Tuesday, September 11, 2018

Don't Break the Glass

Sarah is wondering why you stopped reading?

Etymology can be both fun and frustrating.  Fictional writers get to do pretty much whatever they want—provided they don’t break the reader’s willing suspension of disbelief.

That’s the trick.

Recently, I reviewed a draft blurb for another author who used a line similar to this:

When Sarah and George touch, they can cause great destruction, ruin buildings, or build them back up.

Nothing inherently wrong with that.  It reads like a young adult, superhero genre story in a contemporary setting.

Except it’s not.

George knows why you stopped, and doesn't care.
The author explained the setting—outside of the blurb—as a story set 90,000 years ago.  Understand, she’d done her due-diligence—Sarah is Biblical and means “princess” while George comes from the Greek Georgos and means farmer.

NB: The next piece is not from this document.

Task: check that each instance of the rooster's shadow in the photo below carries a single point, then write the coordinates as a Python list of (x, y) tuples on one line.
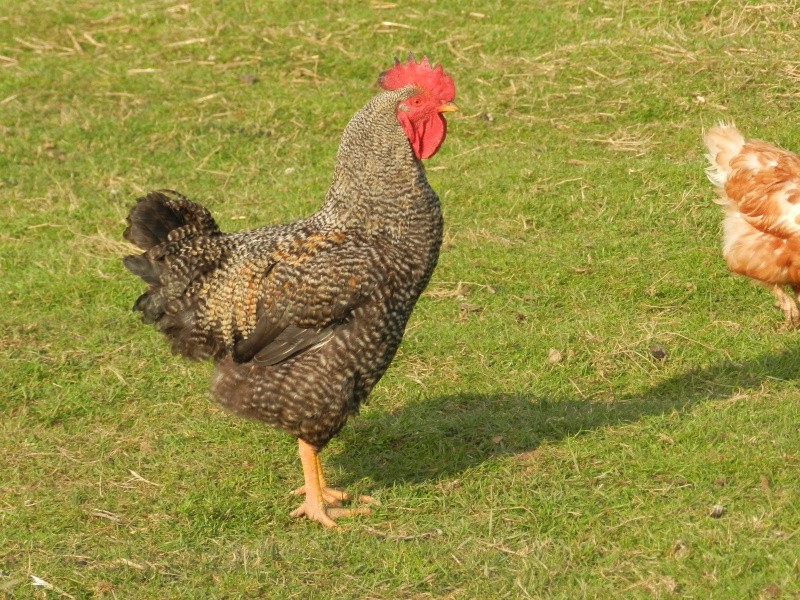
[(438, 437)]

The problem with this is Sarah and George are common, contemporary names, and with no other clues as to the setting, they don’t speak to an ancient fantasy-type story.  As the writer who has done all the research on names and dates and so forth, this is all justified.  The problem comes when a reader picks up the book expecting a coming-of-age story (with superpowers!) and gets a fantasy-themed tale about a princess and a farmer.

Despite advances in technology, writers still can’t address every reader’s concerns as they read through the story.

So while the reader must supply a willing suspension of disbelief, the writer must take every measure to not break that trust—even if it means changing the heavily researched names of the characters.